The UK’s dwindling number of privately owned telecommunications services firms are looking more and more like potential takeover targets, according to a new report by business analysts Plimsoll Publishing.
Latest research shows that 649 of the UK’s top 999 telecommunications services companies remain in private hands, and their values are increasing faster than those of their corporate competitors. Their exclusivity, niche products and unique services are adding to their attractiveness.
Another more practical factor is also coming into play, according to Plimsoll’s senior analyst, David Pattison. “The increasing age of owners and principals at some of these companies is causing them to consider their choices,” he says. “While many family firms have succession plans in place, an offer for the company at the crucial moment is often listened to sympathetically, as the new generation review their options.”
But the big prize for corporate and private raiders is the hidden potential of family-run companies. Current owners typically strip out 80% of profits as fees. To the value hunter, this is a huge platform on which to build.
But for those who are not averse to the idea of a takeover, their past activity may backfire on them.
“The problem for private companies wishing to sell is that many of them haven’t done themselves any favours in the past in terms of promoting the value of the business,” says David Pattison. “With the help of professional advisers, they have become very adept at hiding their worth. When they go to sell, there simply isn’t the evidence to support a high asking price. Potential buyers will always make a low offer in this situation because they simply won’t believe a company’s own unsupported figures.”

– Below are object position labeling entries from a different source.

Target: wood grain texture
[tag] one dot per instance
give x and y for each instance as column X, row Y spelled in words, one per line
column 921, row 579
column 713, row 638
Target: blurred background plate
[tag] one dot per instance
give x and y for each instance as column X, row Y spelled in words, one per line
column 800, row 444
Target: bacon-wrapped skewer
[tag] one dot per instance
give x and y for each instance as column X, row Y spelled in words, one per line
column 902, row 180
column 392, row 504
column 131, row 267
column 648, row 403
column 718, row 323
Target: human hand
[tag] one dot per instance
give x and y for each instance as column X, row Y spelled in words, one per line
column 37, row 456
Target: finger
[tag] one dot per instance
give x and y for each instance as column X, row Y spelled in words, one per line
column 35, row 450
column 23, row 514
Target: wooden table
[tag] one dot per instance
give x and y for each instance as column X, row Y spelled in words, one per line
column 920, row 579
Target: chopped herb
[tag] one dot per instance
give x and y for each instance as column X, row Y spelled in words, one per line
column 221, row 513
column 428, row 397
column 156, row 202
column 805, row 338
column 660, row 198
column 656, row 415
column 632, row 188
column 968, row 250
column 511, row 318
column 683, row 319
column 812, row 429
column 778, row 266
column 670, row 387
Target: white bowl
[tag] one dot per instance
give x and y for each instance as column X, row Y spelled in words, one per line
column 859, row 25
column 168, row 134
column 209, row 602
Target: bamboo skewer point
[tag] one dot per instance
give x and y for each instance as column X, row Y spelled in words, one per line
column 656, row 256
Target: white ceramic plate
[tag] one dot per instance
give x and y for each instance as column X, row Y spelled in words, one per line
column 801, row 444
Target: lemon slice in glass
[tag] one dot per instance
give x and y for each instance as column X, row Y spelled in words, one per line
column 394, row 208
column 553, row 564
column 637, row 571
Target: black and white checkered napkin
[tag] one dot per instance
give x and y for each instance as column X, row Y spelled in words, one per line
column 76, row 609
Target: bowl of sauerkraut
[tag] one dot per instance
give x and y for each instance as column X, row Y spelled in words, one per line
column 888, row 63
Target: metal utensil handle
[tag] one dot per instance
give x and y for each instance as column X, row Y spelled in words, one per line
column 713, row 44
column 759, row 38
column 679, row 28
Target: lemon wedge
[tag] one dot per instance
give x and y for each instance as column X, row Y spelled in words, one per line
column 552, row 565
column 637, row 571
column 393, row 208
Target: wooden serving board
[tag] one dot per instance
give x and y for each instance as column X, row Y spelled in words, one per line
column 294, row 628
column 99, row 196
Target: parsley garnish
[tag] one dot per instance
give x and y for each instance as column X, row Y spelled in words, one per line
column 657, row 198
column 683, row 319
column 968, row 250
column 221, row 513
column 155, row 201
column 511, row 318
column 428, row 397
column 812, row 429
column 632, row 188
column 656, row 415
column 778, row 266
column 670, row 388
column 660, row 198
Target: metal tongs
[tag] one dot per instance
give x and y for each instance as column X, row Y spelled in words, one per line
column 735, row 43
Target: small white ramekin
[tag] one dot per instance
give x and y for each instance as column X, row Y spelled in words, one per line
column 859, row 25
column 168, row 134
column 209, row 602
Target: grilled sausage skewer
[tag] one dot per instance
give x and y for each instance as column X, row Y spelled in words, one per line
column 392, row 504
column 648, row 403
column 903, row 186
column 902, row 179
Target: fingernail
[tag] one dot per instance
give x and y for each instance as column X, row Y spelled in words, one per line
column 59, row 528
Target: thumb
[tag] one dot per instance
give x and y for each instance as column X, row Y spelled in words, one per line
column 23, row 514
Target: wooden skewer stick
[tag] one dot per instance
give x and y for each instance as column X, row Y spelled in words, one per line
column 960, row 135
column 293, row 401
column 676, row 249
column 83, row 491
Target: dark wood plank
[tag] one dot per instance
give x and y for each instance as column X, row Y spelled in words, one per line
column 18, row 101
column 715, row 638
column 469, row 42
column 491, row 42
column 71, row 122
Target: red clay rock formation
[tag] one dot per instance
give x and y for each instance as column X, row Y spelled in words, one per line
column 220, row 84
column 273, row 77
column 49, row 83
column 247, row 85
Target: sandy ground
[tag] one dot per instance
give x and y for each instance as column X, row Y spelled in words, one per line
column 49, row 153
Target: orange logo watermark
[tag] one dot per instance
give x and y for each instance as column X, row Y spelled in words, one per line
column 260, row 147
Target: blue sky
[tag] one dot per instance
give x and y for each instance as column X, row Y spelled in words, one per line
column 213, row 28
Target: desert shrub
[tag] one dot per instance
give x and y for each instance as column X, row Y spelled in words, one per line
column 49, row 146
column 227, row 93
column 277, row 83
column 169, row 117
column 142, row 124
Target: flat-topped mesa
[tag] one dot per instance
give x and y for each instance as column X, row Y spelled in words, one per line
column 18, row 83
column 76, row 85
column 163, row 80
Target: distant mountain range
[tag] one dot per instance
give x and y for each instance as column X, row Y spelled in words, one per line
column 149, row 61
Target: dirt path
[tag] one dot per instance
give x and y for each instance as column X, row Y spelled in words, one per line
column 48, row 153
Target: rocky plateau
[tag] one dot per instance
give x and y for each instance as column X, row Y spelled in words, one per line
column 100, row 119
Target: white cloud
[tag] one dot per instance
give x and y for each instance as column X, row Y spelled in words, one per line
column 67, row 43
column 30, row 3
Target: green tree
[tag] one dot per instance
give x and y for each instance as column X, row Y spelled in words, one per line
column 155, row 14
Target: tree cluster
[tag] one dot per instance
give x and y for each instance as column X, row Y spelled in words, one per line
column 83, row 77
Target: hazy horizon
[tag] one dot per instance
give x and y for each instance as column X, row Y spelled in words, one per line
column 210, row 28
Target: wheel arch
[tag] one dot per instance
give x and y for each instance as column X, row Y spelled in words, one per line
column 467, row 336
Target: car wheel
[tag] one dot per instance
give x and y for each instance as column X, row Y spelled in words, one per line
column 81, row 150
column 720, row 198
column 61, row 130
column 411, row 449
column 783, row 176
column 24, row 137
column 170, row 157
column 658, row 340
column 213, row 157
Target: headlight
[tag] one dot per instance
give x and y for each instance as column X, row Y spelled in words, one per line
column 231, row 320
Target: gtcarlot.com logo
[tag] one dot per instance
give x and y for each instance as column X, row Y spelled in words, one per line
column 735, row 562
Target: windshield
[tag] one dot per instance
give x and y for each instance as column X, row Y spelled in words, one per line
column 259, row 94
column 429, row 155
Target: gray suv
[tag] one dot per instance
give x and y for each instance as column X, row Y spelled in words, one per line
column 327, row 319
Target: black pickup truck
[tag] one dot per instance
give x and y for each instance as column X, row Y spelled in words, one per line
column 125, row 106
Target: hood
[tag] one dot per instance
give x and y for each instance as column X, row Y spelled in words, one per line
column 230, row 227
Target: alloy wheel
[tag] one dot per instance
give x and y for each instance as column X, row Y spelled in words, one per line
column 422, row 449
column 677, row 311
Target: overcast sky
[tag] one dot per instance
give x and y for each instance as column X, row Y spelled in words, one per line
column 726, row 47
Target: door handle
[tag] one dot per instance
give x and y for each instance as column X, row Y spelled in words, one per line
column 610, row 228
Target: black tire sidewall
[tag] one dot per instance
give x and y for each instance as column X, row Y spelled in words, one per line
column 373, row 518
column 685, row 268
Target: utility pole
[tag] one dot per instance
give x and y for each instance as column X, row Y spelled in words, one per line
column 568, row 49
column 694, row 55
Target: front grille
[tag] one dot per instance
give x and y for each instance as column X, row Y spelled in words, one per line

The changing atmosphere in the industry has an upside and downside for staff and for the wider economy. On the one hand, if families increasingly withdraw, the sector is in danger of losing the steady corporate stewardship and entrepreneurial drive that has been a cornerstone of the economy for the last 60 years. On the other, new professional owners, despite bringing more debt and risk, may offer greater focus and drive, benefiting the company and its employees in the longer term.